Big celebration for 50 years of the British Columbia Hockey League this weekend.

Big celebration for 50 years of the British Columbia Hockey League this weekend. You will have to pardon me if I not particularly enamoured of the event.

You see, the BCHL, starting from the Okanagan Mainline Junior Hockey League, began as a way to eliminate Trail from the list of contenders for the B.C. Junior Hockey Championship. Up to the time the BCHL came into being, Home of Champions teams dominated junior hockey in B.C. to such an extent that the record books used ditto marks on the Mowatt Cup records.

Then, along came the BCHL, and for many years Trail was not allowed to compete for the Mowatt Cup. Trail applied to join the BCHL, in order to stay at the top level of provincial junior play, but was rejected as, “too far to travel,” for the rest of the league.

Too far to travel, indeed, if you think you will probably be trounced once you arrive.

Lots of local players, who left the area so as to be able to compete in the province’s highest league, played for and even won the provincial title, but the Smoke Eaters, along with Nelson, Rossland and East Kootenay and northern teams, never had that opportunity.

By the time another junior A league was formed in the interior, the BCHL was firmly entrenched at the top of the heap.
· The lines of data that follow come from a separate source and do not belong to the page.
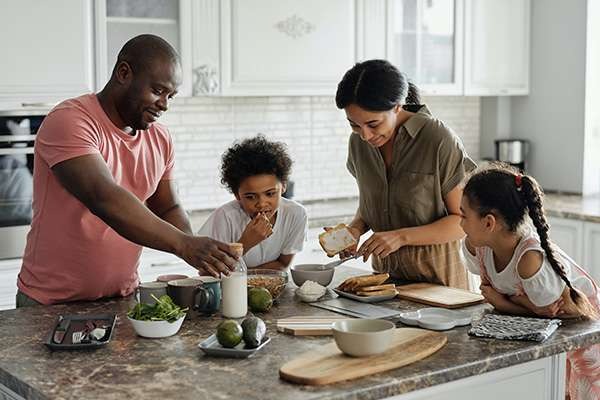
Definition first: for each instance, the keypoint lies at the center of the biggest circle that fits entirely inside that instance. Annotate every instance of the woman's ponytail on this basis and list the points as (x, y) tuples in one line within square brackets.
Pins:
[(532, 196)]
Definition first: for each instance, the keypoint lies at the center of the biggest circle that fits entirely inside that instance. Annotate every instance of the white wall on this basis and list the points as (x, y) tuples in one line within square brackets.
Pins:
[(314, 129), (591, 175), (552, 116)]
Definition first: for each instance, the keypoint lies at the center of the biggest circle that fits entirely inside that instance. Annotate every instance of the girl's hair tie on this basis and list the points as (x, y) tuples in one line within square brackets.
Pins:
[(519, 181)]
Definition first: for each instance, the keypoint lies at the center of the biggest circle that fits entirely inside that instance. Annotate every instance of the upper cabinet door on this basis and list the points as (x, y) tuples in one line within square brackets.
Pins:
[(273, 47), (497, 47), (46, 50), (426, 43), (117, 21)]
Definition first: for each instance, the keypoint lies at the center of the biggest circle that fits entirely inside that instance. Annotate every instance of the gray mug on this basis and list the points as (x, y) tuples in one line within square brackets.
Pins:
[(145, 291), (198, 294)]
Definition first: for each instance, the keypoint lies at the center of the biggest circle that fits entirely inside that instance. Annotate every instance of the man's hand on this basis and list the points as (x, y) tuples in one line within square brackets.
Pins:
[(257, 230), (381, 244), (209, 255)]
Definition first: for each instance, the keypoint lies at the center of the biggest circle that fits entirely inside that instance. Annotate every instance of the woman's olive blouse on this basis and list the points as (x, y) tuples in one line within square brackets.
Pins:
[(428, 162)]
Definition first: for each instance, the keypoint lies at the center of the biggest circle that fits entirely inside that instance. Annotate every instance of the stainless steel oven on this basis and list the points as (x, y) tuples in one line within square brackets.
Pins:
[(17, 137)]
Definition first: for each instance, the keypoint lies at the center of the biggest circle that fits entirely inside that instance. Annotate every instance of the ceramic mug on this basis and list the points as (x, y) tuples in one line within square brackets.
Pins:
[(199, 294), (145, 291)]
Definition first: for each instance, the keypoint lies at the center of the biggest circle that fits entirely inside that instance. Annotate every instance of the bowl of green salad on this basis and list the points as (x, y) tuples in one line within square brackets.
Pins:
[(159, 320)]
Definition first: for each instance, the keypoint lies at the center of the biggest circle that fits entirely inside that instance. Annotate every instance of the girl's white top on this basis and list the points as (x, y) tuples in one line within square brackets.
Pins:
[(543, 288), (227, 223)]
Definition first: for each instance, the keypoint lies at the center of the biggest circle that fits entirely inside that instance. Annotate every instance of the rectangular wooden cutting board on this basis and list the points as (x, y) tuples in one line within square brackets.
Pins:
[(327, 364), (438, 295)]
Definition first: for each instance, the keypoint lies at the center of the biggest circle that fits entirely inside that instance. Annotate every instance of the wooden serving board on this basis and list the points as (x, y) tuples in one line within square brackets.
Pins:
[(438, 295), (307, 325), (327, 364)]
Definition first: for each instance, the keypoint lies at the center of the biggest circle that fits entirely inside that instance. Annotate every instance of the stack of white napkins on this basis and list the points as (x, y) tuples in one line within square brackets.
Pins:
[(514, 328)]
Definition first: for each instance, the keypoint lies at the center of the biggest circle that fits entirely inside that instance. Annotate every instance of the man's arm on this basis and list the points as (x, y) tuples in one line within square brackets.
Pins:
[(164, 203), (89, 180)]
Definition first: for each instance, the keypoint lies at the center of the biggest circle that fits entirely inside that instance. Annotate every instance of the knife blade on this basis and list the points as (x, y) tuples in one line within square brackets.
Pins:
[(61, 329)]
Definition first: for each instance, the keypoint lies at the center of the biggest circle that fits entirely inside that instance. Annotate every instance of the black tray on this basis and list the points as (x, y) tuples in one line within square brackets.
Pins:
[(77, 323)]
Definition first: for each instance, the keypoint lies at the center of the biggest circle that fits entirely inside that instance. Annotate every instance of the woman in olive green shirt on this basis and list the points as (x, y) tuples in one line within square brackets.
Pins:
[(408, 166)]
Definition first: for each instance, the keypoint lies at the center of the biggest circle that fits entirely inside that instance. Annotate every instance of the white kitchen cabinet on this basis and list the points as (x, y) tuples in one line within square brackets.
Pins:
[(568, 235), (591, 246), (272, 47), (425, 41), (47, 51), (9, 269), (117, 21), (497, 35)]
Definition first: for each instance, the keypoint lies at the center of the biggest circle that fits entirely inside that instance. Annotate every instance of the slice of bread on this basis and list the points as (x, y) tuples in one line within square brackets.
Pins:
[(337, 239), (356, 282), (375, 288), (384, 292)]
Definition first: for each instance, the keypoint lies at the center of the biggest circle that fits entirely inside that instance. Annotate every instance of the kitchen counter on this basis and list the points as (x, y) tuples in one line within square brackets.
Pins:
[(134, 367)]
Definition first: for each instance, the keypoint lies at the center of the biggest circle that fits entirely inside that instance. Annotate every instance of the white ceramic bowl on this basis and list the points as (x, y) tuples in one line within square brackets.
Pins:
[(311, 272), (363, 337), (156, 329)]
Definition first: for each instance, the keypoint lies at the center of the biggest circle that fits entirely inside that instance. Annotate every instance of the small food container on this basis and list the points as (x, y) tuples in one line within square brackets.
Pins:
[(363, 337), (311, 272), (156, 329)]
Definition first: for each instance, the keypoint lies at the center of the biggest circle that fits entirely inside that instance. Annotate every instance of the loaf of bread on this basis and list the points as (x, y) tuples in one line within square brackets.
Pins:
[(337, 239), (354, 283), (384, 292)]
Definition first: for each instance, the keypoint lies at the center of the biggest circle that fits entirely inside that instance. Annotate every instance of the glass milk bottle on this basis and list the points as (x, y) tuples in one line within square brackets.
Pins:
[(234, 287)]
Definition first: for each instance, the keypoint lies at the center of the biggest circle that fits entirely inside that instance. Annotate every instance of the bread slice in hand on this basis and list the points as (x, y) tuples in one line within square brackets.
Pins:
[(337, 239)]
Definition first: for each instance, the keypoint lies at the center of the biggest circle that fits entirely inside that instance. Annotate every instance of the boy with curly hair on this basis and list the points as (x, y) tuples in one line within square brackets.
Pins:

Many of the Mowatt Cup titles its teams “earned,” were simply BCHL championships and are listed as, “automatic winners, no other Junior A league in B.C.” For 13 years, from 1968 to 1980, that was the case.

When the competition re-opened in the early 80s, the BCHL continued to attract the best players from around the province and continued to dominate the provincial championships, losing only once to the, “other,” league.

Of course, Trail still had a junior team (relegated to junior B status), usually younger than those from other places, and it won a couple of Cyclone Taylor Cups at that level, but it wasn’t until a local group bought the current BCHL franchise, which the league wishes would just go away, that Trail was allowed to really compete even at the second tier level that is Junior A.

Population and socio-economic changes mean it is much tougher now for Trail teams to match up with Okanagan and lower mainland clubs, but at least now the Smoke Eaters can enter the conversation.

Despite a down year, that will be enough to get me to the rink tomorrow feeling a lot of pride in what Smoke Eater teams have accomplished, a little (maybe a lot of) bitterness about two decades plus of potential achievements Smoke Eater teams were not allowed to try and accomplish and some hope that, someday, a provincial title will again come this way.